Андрей обводит глазами тех, кто пришёл на похороны. Человек пятьдесят, не меньше. Он почти никого не знает. Начинается прощание, один за другим они подходят к гробу, целуют мёртвый холодный лоб, те, кто постарше — бывшие дедовы студенты, кто помоложе — наверно, их дети или те, кого дед учил химии уже в Москве. Кто–то хочет сказать последнее слово… незнакомый пожилой мужчина говорит о верности усопшего советской науке и педагогике, Андрей плохо различает слова, они звучат глухо, будто он лежит в кровати, накрывшись с головой одеялом… лишь внезапно прорезается – …как и все студенты, мы за глаза называли Владимира Николаевича Профессором, но сейчас я хочу хотя бы в этот последний момент назвать его тем настоящим именем, для которого он был создан. Пауза, а потом мужчина говорит, тихо и скорбно: умер Учитель.
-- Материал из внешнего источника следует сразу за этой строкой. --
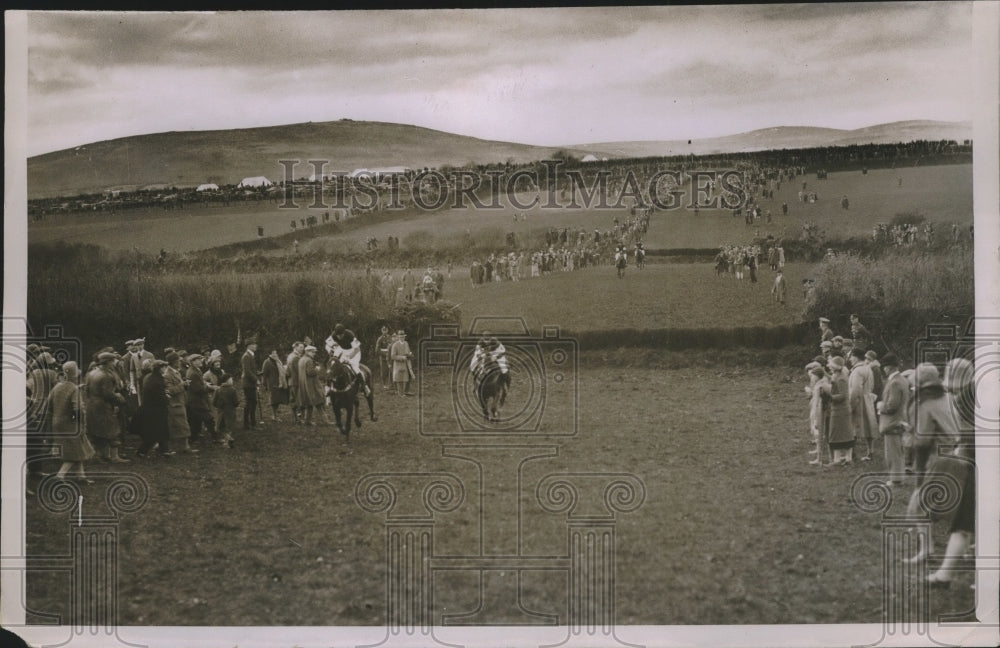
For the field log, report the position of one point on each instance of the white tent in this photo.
(256, 181)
Вечная ему память.
Люди один за другим приближаются к гробу и уходят прочь, Андрей не различает лиц, но вдруг на мгновение ловит пронзительный взгляд карих глаз… вздрагивает и успевает заметить, как взлетает в воздухе волна густых каштановых волос.
Пронзительно, до боли отчётливо он понимает: Аня! — хочет шагнуть навстречу, но тут кто–то хватает его за плечо, Андрей оборачивается: это его отец.
Вцепившись левой рукой в сына, Валера стоит, закрыв правой рукой лицо. Плечи его вздрагивают, слезы блестят между растопыренными пальцами.
Андрей понимает: он впервые видит, как отец плачет. Повернувшись к Ане спиной, Андрей обнимает отца за плечи и шепчет туда, где перехвачены резинкой седеющие волосы: папа, папа…
8
Зима 1991 года сочилась тревогой. То, что СССР не оправится после августа, понимали даже те, кто вообще не думал о политике. На полках все ещё было пусто, но кооперативные рестораны и магазины работали вовсю. К этой зиме все давно научились использовать слова «коммерсант», «рэкетир» и «путана», но самые продвинутые уже догадались, что пора учить слова «брокер», «дилер» и «дистрибьютор».
Морозный воздух веял предчувствием небывалого и страшного: голода, погромов, гражданской войны. Время располагало к решительным действиям, завтрашний день был скрыт за туманом. Проще было считать, что его вообще не будет. Никто не загадывал наперёд, все, что должно было случиться, должно было случиться сегодня — или никогда.
Но этой зыбкой тревожной зимой, пропитанной холодом и страхом, Андрей и Аня приближались друг к другу медленно, бережно и трепетно. Дождавшись Андрея у выхода из крематория, Аня дала ему свой номер, но Андрей позвонил только через неделю. Месяц они перезванивались, аккуратно, словно прощупывая почву, рассказывали друг другу о себе. Аня в конце концов пошла не в мёд, а на биофак, поступила со второго раза и сейчас училась на втором курсе. Андрей окончил школу и уже год подрабатывал переводами — за быстро переведённый макулатурный американский роман очень даже неплохо платили.